Testing can be done to see if the adrenal glands have recovered and glucocorticoid therapy can be discontinued (see Tapering from glucocorticoids, below).

The test most often used is the corticotropin (ACTH) stimulation test. Since the suppression is at the level of the hypothalamus and the pituitary gland, the ACTH stimulation test is an indirect method of assessing hypothalamic and pituitary function in the context of glucocorticoid-induced adrenal suppression. It has good correlation with the insulin tolerance test, the gold-standard test for an intact hypothalamic-pituitary-adrenal axis.

The synthetic ACTH cosyntropin (Cortrosyn) 250 μg is injected intravenously or intramuscularly, and a cortisol level is drawn at baseline and 30 and 60 minutes later. Other doses such as 1 μg or 10 μg have been reported but are not yet widely accepted. A cortisol level of greater than 18 to 20 μg/dL at any time point shows that the adrenals have regained function and the steroids may be discontinued.⁴² If adrenal suppression persists, weaning from steroids should continue.

In reality, it may not be possible or practical to do an ACTH stimulation test, as not all physicians’ offices have a supply of cosyntropin or the manpower to perform the test correctly. In these cases, weaning can progress with monitoring of symptoms.

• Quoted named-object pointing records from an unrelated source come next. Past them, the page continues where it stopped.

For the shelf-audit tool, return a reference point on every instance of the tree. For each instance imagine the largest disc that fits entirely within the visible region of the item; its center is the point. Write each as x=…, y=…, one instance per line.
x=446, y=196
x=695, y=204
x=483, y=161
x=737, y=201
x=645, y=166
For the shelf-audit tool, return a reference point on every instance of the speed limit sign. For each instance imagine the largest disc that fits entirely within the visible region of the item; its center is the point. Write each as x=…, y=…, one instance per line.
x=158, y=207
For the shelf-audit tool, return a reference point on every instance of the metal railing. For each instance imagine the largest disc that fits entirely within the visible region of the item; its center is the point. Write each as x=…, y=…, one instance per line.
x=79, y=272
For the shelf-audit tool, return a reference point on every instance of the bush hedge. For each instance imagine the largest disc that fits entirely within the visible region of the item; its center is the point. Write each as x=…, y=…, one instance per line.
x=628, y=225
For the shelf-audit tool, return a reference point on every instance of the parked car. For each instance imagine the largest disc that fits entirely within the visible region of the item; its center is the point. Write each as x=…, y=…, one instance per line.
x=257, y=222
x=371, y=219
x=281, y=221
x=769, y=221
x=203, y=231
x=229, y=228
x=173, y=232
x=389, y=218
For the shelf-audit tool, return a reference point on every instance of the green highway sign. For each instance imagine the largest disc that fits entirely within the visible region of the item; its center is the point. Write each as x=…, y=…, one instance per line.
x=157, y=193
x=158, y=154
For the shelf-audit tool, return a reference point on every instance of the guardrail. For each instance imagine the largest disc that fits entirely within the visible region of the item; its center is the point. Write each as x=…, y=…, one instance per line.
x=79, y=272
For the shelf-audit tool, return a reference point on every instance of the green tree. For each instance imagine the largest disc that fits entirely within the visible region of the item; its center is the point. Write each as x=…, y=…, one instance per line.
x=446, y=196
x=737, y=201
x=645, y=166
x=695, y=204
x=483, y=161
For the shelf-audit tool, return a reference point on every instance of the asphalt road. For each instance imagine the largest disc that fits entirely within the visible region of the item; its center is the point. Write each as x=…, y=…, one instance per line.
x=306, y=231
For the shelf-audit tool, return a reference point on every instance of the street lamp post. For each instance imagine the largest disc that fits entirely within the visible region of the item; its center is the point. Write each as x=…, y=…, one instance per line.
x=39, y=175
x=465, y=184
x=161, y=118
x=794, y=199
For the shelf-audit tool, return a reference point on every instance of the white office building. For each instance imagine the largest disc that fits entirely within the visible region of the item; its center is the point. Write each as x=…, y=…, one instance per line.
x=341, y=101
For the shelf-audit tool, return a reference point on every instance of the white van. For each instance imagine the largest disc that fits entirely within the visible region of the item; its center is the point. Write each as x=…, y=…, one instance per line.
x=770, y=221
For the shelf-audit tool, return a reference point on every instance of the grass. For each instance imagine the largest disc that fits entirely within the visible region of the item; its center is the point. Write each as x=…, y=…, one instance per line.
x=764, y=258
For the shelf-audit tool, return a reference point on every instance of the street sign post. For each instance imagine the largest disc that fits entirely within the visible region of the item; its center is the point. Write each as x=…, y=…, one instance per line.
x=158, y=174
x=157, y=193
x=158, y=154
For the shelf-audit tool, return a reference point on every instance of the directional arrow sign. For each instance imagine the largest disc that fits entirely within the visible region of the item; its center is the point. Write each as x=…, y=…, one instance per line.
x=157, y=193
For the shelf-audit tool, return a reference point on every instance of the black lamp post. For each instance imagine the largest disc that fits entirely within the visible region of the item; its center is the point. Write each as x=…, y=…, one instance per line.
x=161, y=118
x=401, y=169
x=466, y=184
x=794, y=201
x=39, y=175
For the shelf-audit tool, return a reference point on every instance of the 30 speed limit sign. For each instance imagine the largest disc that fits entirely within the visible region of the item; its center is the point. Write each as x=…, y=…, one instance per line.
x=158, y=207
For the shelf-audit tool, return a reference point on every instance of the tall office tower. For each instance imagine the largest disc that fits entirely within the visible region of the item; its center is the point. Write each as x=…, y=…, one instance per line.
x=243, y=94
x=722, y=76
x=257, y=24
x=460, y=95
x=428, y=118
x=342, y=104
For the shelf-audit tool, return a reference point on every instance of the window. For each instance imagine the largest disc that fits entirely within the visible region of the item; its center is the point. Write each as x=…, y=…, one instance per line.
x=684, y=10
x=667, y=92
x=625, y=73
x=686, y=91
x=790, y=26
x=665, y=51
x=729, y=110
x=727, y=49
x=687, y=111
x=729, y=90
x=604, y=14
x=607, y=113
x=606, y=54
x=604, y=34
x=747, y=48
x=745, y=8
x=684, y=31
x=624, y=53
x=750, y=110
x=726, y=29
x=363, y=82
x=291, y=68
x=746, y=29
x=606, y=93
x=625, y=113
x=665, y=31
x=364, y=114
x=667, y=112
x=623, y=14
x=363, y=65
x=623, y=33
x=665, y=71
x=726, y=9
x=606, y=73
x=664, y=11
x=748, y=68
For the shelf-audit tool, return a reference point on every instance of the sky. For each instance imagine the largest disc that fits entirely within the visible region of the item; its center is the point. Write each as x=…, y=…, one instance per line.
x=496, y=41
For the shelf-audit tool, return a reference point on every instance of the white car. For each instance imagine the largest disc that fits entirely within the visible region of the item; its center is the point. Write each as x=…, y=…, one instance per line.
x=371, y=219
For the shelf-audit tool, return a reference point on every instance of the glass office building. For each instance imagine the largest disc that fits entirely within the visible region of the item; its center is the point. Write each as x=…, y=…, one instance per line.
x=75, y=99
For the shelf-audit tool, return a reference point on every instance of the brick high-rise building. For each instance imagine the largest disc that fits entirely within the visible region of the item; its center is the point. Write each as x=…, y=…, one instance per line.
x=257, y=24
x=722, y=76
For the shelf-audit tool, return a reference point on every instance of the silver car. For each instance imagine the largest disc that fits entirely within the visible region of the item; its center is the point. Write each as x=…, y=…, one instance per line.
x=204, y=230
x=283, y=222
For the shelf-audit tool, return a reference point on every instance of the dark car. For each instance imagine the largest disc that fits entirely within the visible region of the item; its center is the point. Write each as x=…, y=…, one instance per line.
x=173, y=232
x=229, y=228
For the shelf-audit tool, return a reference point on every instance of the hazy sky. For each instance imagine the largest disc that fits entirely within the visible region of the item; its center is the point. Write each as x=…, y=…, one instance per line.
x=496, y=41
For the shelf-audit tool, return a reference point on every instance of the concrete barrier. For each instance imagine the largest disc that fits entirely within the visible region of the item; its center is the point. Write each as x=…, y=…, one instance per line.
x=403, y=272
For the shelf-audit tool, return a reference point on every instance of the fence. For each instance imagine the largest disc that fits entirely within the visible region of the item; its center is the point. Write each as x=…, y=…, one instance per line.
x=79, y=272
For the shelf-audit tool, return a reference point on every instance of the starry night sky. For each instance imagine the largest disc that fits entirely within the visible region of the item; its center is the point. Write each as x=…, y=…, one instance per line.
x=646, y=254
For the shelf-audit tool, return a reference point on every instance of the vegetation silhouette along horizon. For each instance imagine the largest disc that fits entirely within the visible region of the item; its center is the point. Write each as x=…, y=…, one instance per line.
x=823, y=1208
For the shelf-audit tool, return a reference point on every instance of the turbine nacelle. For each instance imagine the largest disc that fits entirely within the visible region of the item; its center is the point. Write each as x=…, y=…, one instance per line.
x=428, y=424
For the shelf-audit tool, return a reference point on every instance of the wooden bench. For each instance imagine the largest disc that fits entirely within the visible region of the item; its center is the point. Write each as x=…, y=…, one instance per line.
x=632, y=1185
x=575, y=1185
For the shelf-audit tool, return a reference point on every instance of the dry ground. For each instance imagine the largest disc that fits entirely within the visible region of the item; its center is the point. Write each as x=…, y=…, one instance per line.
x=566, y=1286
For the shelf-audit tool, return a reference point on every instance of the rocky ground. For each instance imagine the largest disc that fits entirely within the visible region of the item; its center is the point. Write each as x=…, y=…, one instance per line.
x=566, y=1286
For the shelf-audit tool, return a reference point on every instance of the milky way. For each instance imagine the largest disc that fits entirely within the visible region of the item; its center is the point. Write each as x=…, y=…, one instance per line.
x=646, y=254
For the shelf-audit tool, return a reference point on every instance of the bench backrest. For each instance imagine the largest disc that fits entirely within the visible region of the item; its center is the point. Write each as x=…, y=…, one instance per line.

Testing for synthetic glucocorticoids in the urine and serum can demonstrate systemic absorption and may be helpful in patients who do not recall receiving steroids.³³

Tapering from glucocorticoids

Several tapering schedules have been suggested (although not necessarily validated). Whether and how to taper depend on how long the glucocorticoid has been taken.

If taken for less than 1 week, glucocorticoids can be stopped without tapering, regardless of the dose.